Getting a 2D histogram of a grayscale image in Julia -
using images package, can open color image, convert gray scale , :
using images img_gld = imread("...path color jpg...") img_gld_gs = convert(image{gray},img_gld) #change floats array of values between 0 , 255: img_gld_gs = reinterpret(uint8,data(img_gld_gs))
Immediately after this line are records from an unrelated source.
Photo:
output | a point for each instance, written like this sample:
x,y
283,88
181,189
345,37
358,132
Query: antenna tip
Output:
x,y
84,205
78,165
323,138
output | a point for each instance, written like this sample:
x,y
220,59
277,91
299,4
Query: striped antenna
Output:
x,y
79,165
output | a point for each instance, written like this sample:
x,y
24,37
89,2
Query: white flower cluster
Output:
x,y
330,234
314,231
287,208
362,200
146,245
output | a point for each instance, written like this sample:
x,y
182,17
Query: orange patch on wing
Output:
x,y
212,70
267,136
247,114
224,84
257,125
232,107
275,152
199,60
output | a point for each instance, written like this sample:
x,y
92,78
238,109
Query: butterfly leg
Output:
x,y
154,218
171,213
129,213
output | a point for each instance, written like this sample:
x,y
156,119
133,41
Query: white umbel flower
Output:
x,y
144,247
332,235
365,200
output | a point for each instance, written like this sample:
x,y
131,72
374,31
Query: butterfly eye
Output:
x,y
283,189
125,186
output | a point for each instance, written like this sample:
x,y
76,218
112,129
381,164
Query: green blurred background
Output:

now i've got 1920x1080 array of uint8's:
julia> img_gld_gs 1920x1080 array{uint8,2}
now want histogram of 2d array of uint8 values:
julia> hist(img_gld_gs) (0.0:50.0:300.0, 6x1080 array{int64,2}: 1302 1288 1293 1302 1297 1300 1257 1234 … 12 13 13 12 13 15 14 618 632 627 618 623 620 663 686 189 187 187 188 185 183 183 0 0 0 0 0 0 0 0 9 9 8 7 8 7 7 0 0 0 0 0 0 0 0 10 12 9 7 13 7 9 0 0 0 0 0 0 0 0 1238 1230 1236 1235 1230 1240 1234 0 0 0 0 0 0 0 0 … 462 469 467 471 471 468 473)
but, instead of 6x1080, i'd 256 slots in histogram show total number of times each value has appeared. tried:
julia> hist(img_gld_gs,256)
but gives:
(2.0:1.0:252.0, 250x1080 array{int64,2}:
so instead of 256x1080 array, it's 250x1080. there way force have 256 bins (without resorting writing own hist function)? want able compare different images , want histogram each image have same number of bins.
hist
accepts vector (or range) optional argument specifies edge boundaries, so
hist(img_gld_gs, 0:256)
should work.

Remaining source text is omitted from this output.